Rep. Paul Ryan (R-Wisc.) and his House GOP brethren are throwing a party, and no one is coming – not even the usually reliable folks who prefer to party with tea.
A new McClatchy-Marist poll shows that voters of all stripes were serious last year when they cried, “Hands off my Medicare!” and that even those on far right won’t keep blindly following the conservative Pied Pipers when they decide to play this new “voucher” tune: seven out of ten people identifying themselves as part of the Tea Party movement say they oppose using cuts to Medicare and Medicaid to balance the budget.
Ryan’s plan has been rightly called “a thinly disguised assault on Medicare.” The House GOP knows they have no immediate hope of ending Medicare, but they’re telegraphing their long-term plans to cut all the cords holding up America’s social safety net. That should be a brutal wakeup call for all of us as we get a glimpse of how they would reshape America as a less kind, less gentle nation. They don’t plan to stop at Medicare; Social Security won’t be far behind.
As much as I’d like to believe that opposition to cuts in Medicare and Medicaid is a big Kumbayah moment where we all realize “we’re all in this together,” I know it’s more likely driven by our individual fears about what the Hell will happen to each of us if we get old and can no longer provide for ourselves.
Fear is what drives fringe groups. Fear of people of a different religion or ethnic background. Fear that somebody’s getting something of yours, or that you aren’t getting something that’s rightfully yours. Or in the case of the Birther Movement, the fear of a leader that’s a different color. Most often, fears have an economic root, and politicians are often shameless in exploiting those fears, especially in tough economic times.
But there is one fear that is apparently uniting us all: the fear that we’re all going to get old (knock on wood), we’re all going to get sick, and many of us will not be able to take care of ourselves physically or financially at some time near the end of our lives.
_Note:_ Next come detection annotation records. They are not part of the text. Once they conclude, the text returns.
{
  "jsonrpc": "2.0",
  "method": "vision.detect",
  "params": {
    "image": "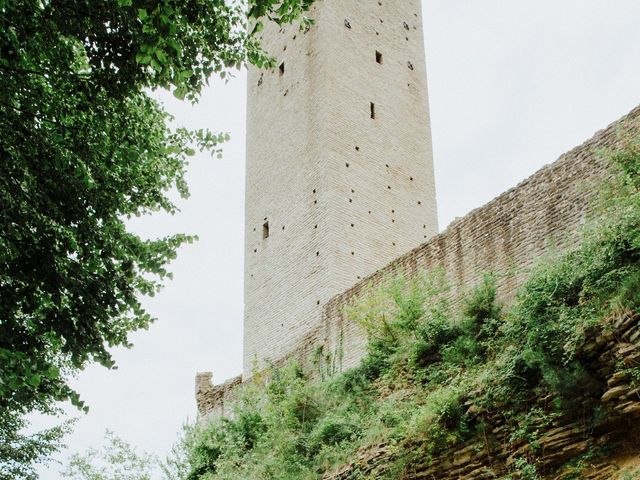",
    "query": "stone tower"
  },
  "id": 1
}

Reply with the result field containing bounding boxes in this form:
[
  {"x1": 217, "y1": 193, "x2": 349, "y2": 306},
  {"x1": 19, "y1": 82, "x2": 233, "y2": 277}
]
[{"x1": 244, "y1": 0, "x2": 438, "y2": 377}]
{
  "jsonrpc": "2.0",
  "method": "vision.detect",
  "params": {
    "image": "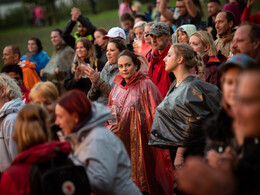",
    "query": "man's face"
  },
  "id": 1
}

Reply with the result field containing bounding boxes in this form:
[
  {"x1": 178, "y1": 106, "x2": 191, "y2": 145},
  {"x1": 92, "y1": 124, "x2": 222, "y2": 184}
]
[
  {"x1": 151, "y1": 35, "x2": 170, "y2": 53},
  {"x1": 51, "y1": 31, "x2": 62, "y2": 47},
  {"x1": 208, "y1": 2, "x2": 220, "y2": 16},
  {"x1": 3, "y1": 47, "x2": 16, "y2": 65},
  {"x1": 78, "y1": 22, "x2": 88, "y2": 37},
  {"x1": 235, "y1": 71, "x2": 260, "y2": 137},
  {"x1": 122, "y1": 20, "x2": 134, "y2": 30},
  {"x1": 231, "y1": 25, "x2": 259, "y2": 58},
  {"x1": 215, "y1": 12, "x2": 233, "y2": 37},
  {"x1": 160, "y1": 15, "x2": 172, "y2": 27},
  {"x1": 176, "y1": 1, "x2": 187, "y2": 16}
]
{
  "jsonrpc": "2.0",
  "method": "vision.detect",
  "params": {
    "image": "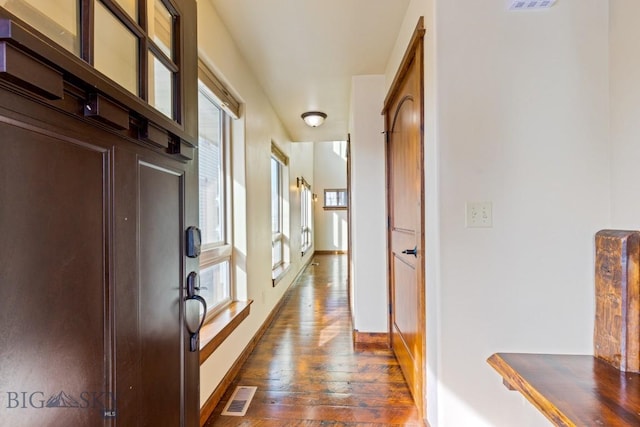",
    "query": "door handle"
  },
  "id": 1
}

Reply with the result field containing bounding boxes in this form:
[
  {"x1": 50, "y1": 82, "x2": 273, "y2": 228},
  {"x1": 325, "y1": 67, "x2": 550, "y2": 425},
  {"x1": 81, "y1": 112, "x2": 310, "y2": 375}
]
[
  {"x1": 184, "y1": 295, "x2": 207, "y2": 352},
  {"x1": 402, "y1": 246, "x2": 418, "y2": 258}
]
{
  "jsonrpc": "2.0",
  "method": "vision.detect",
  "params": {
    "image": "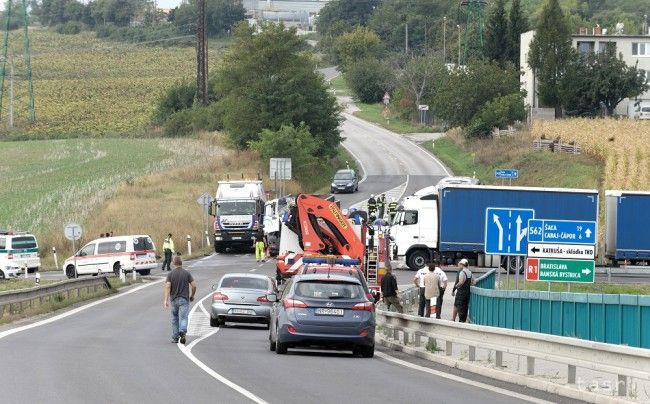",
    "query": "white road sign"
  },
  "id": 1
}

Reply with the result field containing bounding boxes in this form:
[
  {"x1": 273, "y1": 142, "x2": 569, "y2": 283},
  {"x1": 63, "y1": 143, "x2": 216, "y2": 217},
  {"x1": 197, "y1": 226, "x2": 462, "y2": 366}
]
[
  {"x1": 528, "y1": 242, "x2": 596, "y2": 260},
  {"x1": 63, "y1": 223, "x2": 81, "y2": 241}
]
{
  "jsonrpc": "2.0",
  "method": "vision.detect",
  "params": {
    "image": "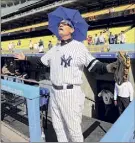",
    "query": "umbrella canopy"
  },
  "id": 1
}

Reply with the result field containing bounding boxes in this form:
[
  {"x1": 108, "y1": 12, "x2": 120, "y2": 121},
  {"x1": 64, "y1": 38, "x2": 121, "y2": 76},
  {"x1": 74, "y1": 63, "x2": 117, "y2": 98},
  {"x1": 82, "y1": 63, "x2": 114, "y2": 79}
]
[{"x1": 48, "y1": 6, "x2": 89, "y2": 41}]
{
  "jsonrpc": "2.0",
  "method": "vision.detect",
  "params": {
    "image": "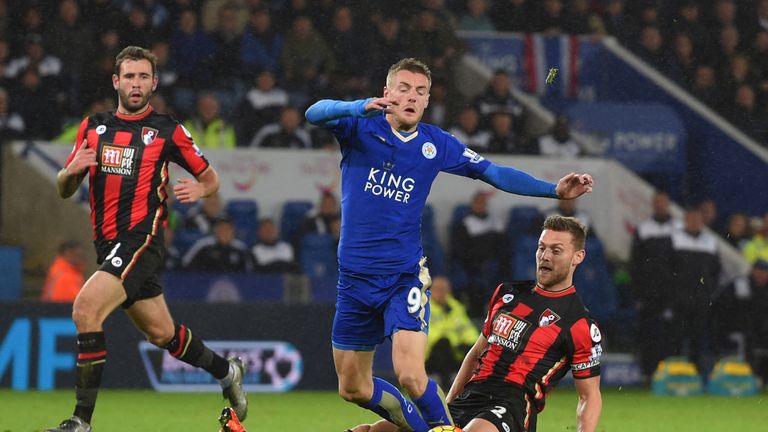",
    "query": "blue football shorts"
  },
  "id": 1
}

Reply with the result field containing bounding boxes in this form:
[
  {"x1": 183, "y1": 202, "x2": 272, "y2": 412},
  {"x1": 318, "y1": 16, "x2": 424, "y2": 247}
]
[{"x1": 332, "y1": 258, "x2": 432, "y2": 351}]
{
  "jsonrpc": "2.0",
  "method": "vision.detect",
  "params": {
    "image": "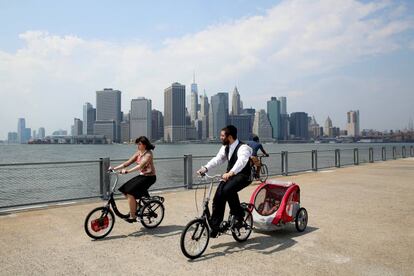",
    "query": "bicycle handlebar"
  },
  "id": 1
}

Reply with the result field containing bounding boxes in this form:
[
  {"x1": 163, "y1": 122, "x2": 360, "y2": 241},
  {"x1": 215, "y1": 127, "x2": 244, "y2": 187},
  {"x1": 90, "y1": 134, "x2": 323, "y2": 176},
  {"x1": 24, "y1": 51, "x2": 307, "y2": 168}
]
[{"x1": 199, "y1": 173, "x2": 222, "y2": 180}]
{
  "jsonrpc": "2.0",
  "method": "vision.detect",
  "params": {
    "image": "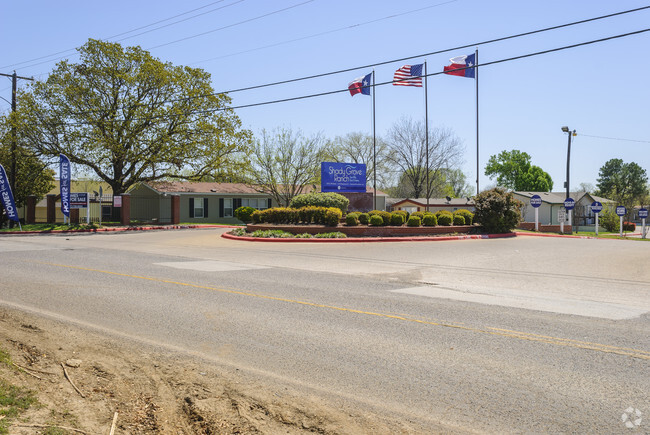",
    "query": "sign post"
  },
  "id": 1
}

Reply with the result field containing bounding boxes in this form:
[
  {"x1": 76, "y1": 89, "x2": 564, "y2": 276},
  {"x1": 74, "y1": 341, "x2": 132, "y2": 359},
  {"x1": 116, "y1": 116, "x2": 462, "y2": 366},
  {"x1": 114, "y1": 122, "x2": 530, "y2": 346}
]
[
  {"x1": 616, "y1": 205, "x2": 627, "y2": 237},
  {"x1": 530, "y1": 195, "x2": 542, "y2": 231},
  {"x1": 639, "y1": 208, "x2": 648, "y2": 239},
  {"x1": 591, "y1": 201, "x2": 603, "y2": 237},
  {"x1": 564, "y1": 198, "x2": 576, "y2": 232},
  {"x1": 557, "y1": 208, "x2": 566, "y2": 234}
]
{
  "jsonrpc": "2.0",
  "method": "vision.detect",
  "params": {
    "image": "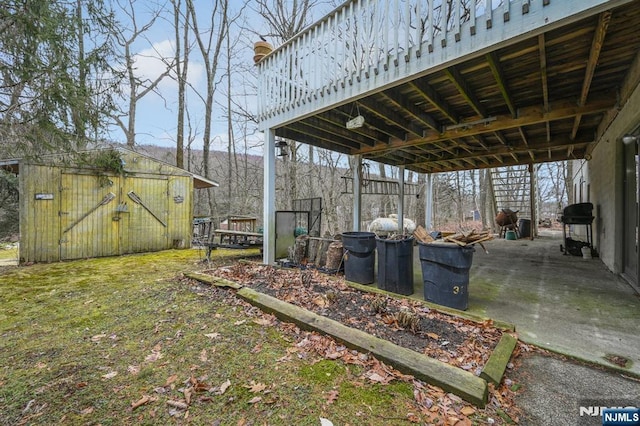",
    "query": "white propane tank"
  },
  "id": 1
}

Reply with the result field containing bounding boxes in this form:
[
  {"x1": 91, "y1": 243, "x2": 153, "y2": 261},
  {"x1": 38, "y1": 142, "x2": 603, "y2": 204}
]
[{"x1": 368, "y1": 214, "x2": 416, "y2": 235}]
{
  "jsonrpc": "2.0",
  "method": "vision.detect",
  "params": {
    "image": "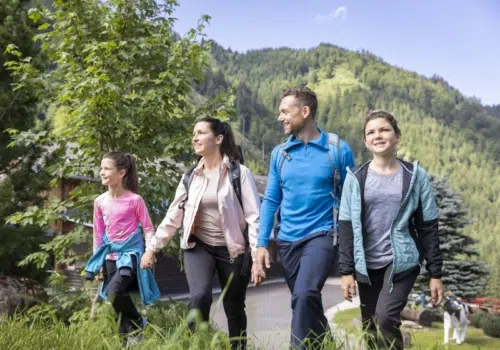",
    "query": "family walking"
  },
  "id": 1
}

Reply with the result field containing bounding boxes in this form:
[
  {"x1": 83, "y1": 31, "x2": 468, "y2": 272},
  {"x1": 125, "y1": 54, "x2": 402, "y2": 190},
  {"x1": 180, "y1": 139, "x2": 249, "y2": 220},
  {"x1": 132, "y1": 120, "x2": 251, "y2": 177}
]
[{"x1": 85, "y1": 87, "x2": 443, "y2": 349}]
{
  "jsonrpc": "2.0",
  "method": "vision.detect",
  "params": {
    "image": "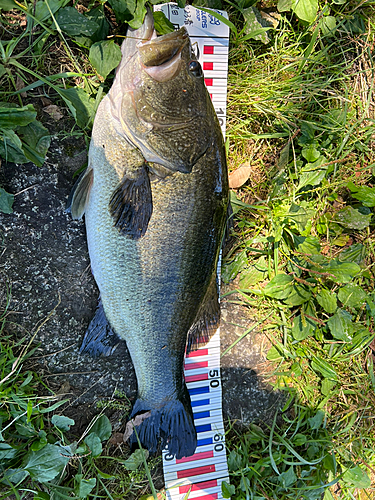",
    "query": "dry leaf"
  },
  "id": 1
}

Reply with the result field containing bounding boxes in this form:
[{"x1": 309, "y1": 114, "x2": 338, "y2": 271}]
[
  {"x1": 229, "y1": 163, "x2": 251, "y2": 189},
  {"x1": 124, "y1": 411, "x2": 151, "y2": 443},
  {"x1": 43, "y1": 104, "x2": 64, "y2": 121}
]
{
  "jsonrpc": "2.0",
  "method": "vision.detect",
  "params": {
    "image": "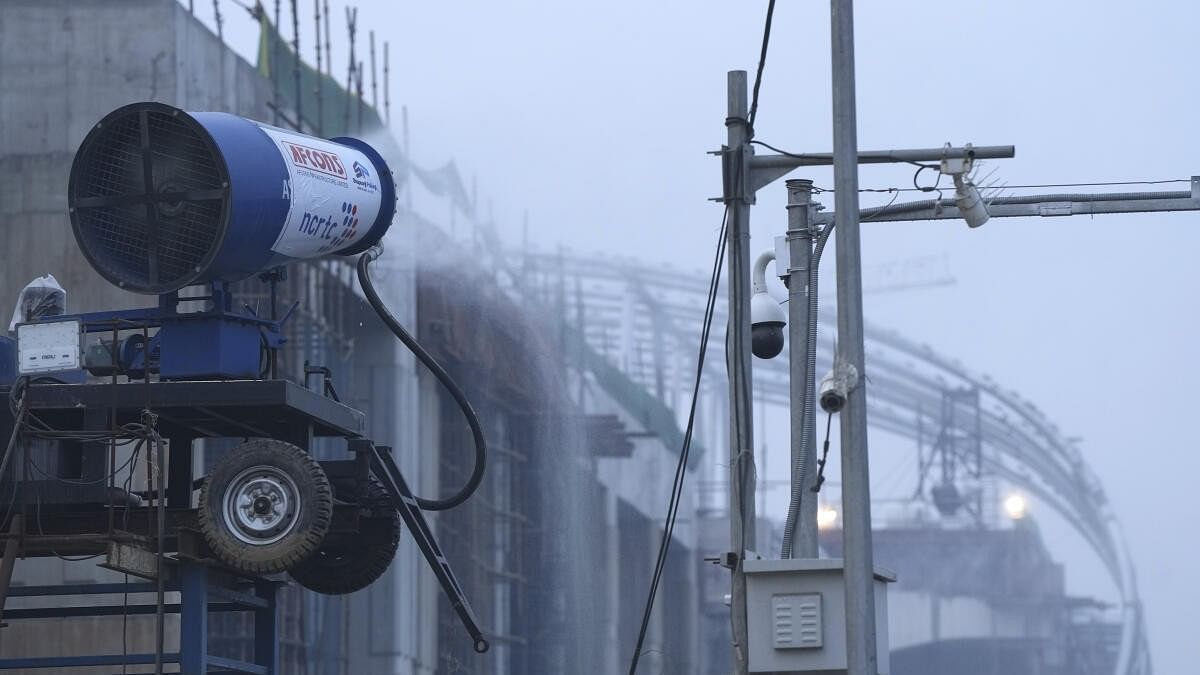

That realization is what helped spark the creation of Medicare. Switching to a voucher system will cut the legs out from many seniors – that’s health care rationing of the cruelest sort.
The irony is that Medicare is guaranteed issue, government-run health care – the type of program Ryan and his ilk railed against in last year’s health reform debate. America stands alone in the world with health care twice as expensive as its peers, a much larger uninsured population and worse outcomes. We also are the odd duck out by relying chiefly on a private health insurance system. Coincidence?
We may not all be on the same page there, but the GOP in the House isn’t even in the same book when it comes to Medicare. At least we can all agree that when we are old, sick and poor, we still want our dignity and access to health care. That’s a great place to start.